Stability of rotatory solitary states in Kuramoto networks with inertia

TL;DR

This paper analyzes the stability of solitary states in Kuramoto oscillator networks with inertia, revealing conditions under which these states are stable, influenced by network size, inertia, and coupling type, with implications for rotatory chimeras.

Contribution

It provides the first asymptotic stability conditions for solitary states in inertial Kuramoto networks with phase lag, highlighting counterintuitive stability phenomena.

Findings

Increasing cluster size can stabilize solitary states in attractive coupling.

Solitary states can be stable in small networks with repulsive coupling.

Inertia induces rotatory dynamics affecting solitary state stability.

Abstract

Solitary states emerge in oscillator networks when one oscillator separates from the fully synchronized cluster and becomes incoherent with the rest of the network. Such chimera-type patterns with an incoherent state formed by a single oscillator were observed in various oscillator networks; however, there is still a lack of understanding of how such states can stably appear. Here, we study the stability of solitary states in Kuramoto networks of identical two-dimensional phase oscillators with inertia and a phase-lagged coupling. The presence of inertia can induce rotatory dynamics of the phase difference between the solitary oscillator and the coherent cluster.

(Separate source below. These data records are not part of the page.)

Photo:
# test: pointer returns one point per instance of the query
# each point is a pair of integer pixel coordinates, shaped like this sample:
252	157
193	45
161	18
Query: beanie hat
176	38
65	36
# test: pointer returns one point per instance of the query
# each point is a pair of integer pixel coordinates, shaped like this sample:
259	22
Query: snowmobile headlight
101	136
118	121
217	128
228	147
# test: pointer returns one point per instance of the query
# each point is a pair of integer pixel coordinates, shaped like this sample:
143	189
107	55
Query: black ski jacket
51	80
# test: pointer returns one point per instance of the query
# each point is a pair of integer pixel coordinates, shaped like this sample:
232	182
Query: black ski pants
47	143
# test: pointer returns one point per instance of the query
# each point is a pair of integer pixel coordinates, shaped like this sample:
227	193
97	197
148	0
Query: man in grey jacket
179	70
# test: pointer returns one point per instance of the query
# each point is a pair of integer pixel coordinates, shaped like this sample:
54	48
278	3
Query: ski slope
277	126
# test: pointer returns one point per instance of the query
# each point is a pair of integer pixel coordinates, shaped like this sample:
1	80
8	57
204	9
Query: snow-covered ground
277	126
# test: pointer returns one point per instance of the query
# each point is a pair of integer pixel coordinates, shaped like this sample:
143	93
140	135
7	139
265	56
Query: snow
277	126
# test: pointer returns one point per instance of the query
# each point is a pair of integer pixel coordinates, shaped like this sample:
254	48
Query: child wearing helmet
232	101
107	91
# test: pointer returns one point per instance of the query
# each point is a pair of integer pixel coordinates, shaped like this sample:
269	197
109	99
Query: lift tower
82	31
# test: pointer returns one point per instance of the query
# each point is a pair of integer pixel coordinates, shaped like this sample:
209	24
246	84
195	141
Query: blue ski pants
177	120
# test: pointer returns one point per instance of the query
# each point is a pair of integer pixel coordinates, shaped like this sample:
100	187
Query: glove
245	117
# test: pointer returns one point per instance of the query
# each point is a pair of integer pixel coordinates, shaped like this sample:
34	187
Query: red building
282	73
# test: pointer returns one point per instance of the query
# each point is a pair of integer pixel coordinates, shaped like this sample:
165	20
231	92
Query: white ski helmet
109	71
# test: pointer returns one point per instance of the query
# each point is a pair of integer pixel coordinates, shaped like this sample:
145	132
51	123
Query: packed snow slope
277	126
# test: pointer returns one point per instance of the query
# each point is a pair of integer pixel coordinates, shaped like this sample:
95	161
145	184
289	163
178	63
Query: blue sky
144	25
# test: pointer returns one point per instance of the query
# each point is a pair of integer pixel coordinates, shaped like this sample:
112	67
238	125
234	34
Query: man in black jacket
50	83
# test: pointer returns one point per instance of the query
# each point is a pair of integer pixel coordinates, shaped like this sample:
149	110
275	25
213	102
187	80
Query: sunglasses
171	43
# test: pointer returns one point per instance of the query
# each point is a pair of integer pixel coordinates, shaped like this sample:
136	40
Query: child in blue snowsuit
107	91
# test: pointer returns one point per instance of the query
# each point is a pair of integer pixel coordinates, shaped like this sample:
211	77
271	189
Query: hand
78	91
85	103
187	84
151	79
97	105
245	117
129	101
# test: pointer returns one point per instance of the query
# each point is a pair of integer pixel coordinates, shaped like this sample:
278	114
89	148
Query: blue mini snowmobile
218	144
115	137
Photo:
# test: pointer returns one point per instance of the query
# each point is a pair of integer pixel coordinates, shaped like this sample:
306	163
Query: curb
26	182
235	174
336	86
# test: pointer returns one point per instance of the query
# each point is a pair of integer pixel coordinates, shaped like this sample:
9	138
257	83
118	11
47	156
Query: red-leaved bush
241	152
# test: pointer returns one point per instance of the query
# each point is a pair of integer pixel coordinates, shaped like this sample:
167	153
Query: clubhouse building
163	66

We derive asymptotic stability conditions for such a solitary state as a function of inertia, network size, and phase lag that may yield either attractive or repulsive coupling. Counterintuitively, our analysis demonstrates that (i) increasing the size of the coherent cluster can promote the stability of the solitary state in the attractive coupling case and (ii) the solitary state can be stable in small-size networks with all repulsive coupling. We also discuss the implications of our stability analysis for the emergence of rotatory chimeras.